Another nurse was approached by a few mothers and asked to leave a Tokyo park she was visiting with her children.
Some nurses are unwelcome at restaurants they usually eat at. Some are rejected by taxi drivers.
The Health Ministry even issued a directive to day care facilities after some barred the children of doctors and nurses.
The backlash against coronavirus patients may lead some who fall sick to avoid seeking medical care, raising the risks of infection spreading further.
Japanese police last month found about a dozen people dead at home alone or collapsed on the streets who later tested positive for the virus.
Prejudice against those not viewed as mainstream or “pure” is a legacy of feudal times, when some Japanese engaged in professions such as leather tanning and butchering were deemed unclean. Their descendants still face discrimination.
People suffering from ailments such as Hansen’s disease, or leprosy, were likewise forced to live in isolation decades after a cure was found.
Victims of the 1945 US atomic bomb attacks on Japan, known as “hibakusha”, and others injured in industrial accidents such as mercury poisoning have faced similar treatment.

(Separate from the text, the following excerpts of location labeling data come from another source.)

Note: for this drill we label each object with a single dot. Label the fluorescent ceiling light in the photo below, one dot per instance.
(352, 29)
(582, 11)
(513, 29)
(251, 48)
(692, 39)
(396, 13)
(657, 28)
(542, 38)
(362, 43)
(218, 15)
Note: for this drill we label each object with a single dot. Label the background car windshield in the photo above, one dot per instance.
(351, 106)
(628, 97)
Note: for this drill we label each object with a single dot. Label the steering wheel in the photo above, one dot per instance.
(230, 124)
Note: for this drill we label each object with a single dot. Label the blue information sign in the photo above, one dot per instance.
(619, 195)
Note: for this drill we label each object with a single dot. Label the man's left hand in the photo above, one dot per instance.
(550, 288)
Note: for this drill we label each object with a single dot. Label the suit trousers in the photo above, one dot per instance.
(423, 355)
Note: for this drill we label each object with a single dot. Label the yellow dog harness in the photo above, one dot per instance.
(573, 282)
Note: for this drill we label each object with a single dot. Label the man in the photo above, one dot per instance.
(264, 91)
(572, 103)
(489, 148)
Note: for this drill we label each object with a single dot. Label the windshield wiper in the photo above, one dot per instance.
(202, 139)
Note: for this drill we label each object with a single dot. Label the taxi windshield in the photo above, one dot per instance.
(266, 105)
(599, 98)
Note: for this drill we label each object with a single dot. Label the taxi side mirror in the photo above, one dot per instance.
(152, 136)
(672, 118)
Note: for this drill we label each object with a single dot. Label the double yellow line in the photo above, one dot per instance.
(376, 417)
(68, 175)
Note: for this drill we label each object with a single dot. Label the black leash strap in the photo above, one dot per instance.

More recently, some who fled the 2011 nuclear meltdowns in Fukushima have suffered bullying and harassment.
Prime Minister Shinzo Abe and other officials have denounced such behaviour.
“It’s shameful,” Mr Abe told a recent parliamentary session. “Anyone could get infected.”
Some places in Japan have begun following the examples set in Europe and elsewhere of sending messages of appreciation and praising medical workers and others in essential jobs.
Some offices have started collecting donations and other support for hospitals.